Another post following #ITWebGDPR2018 earlier this month.
In his talk on the cost and compliance obligations of the GDPR, governance specialist Peter Hill made the point that risk, as it is referred to in the regulation, refers to risk from the perspective of the data subject.
In other words, companies implementing GDPR and PoPIA must do so by considering the risk to the data subject, not the risk to themselves.
This is unusual as most regulation focuses on mitigating one’s own risk.
PoPIA mitigates the data subject’s risk
Why is this important?
While the GDPR and PoPIA are similar in many ways, a key difference is in the level of detail defined in each regulation, with the South African regulation being more loosely defined.
For example, in the event of a breach GDPR, in terms of article 33, sets a deadline of 72 hours by which time a breach must be communicated to the supervisory authority
By contrast, PoPIA section 22 (2) requires a notification to be made “as soon as reasonably possible after the discovery of the compromise”

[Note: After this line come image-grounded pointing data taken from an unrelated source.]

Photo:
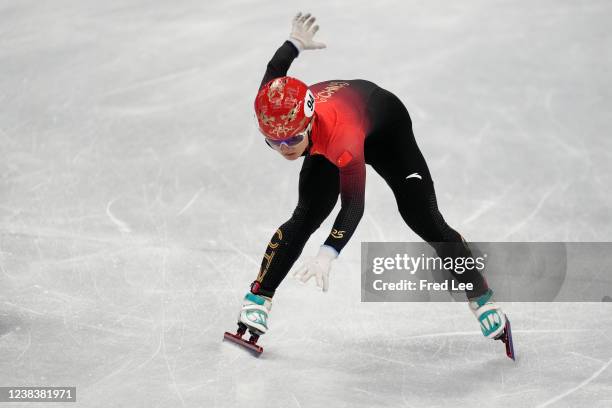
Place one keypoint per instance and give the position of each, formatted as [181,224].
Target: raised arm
[301,38]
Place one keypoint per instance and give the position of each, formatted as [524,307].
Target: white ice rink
[137,198]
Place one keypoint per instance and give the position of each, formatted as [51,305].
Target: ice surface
[137,198]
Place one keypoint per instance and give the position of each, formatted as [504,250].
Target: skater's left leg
[394,154]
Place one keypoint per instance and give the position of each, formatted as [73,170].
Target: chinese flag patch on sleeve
[344,159]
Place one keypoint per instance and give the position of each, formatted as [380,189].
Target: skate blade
[507,339]
[237,339]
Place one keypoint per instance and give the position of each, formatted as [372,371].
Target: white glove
[303,31]
[319,267]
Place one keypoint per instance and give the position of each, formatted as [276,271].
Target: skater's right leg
[318,193]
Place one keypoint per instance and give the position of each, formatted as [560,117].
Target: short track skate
[506,338]
[250,344]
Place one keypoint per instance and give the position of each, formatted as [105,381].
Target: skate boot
[493,322]
[254,318]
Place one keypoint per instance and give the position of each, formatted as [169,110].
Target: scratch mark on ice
[123,227]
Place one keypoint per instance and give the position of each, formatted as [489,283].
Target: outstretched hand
[303,31]
[319,267]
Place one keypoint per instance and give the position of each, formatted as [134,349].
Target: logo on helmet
[276,91]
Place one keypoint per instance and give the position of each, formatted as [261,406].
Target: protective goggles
[290,141]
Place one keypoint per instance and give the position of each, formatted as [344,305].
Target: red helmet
[284,107]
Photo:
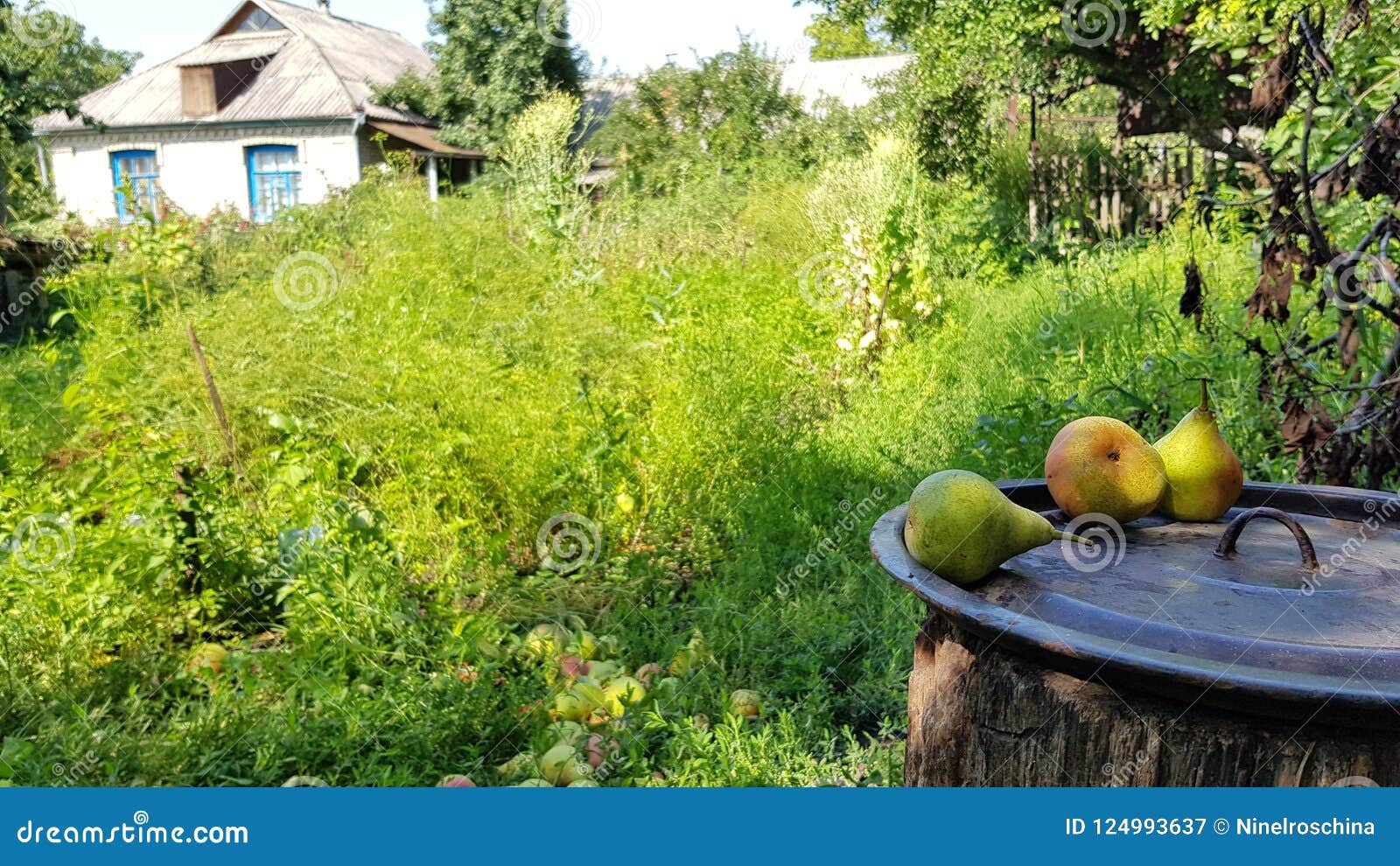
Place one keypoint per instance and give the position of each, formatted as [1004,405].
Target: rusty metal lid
[1172,609]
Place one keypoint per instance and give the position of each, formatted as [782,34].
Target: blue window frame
[135,168]
[273,179]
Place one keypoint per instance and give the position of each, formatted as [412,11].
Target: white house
[851,81]
[275,108]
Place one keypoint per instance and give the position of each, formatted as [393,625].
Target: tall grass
[406,438]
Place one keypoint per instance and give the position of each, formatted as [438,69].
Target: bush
[542,168]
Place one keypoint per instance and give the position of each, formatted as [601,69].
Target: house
[276,108]
[851,81]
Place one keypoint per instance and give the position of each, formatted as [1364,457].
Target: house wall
[203,167]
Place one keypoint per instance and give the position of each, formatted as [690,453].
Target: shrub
[543,170]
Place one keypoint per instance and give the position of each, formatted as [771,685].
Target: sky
[620,35]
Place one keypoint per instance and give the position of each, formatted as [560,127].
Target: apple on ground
[746,704]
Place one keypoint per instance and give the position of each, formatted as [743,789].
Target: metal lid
[1172,611]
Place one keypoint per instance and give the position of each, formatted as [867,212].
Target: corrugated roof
[322,67]
[424,139]
[850,80]
[231,48]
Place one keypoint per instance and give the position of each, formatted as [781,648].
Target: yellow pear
[1203,474]
[1103,466]
[962,527]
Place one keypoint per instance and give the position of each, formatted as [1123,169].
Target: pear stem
[1066,536]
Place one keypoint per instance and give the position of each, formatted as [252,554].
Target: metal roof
[319,67]
[230,49]
[853,81]
[424,139]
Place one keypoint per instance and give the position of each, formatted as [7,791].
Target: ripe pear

The definition of “reasonable” is one that lawyers will no doubt spend much time debating in court, at great expense to all involved.
If we accept that the goal of the legislation is to protect risk to the data subject, then the definition of reasonable will have to be interpreted from the perspective of the person whose data has been compromised, rather than from the perspective of the company who has been hacked.
How long would you be prepared to wait if, for example, your credit card details had been stolen? One hour, one day, one week?
How long will it take your company to what has been compromised, and who this affects, in the event of a breach? An hour, a day, a week?
What is reasonable?
Does it not make sense for South African companies to use the GDPR yardstick of 72 hours as the baseline?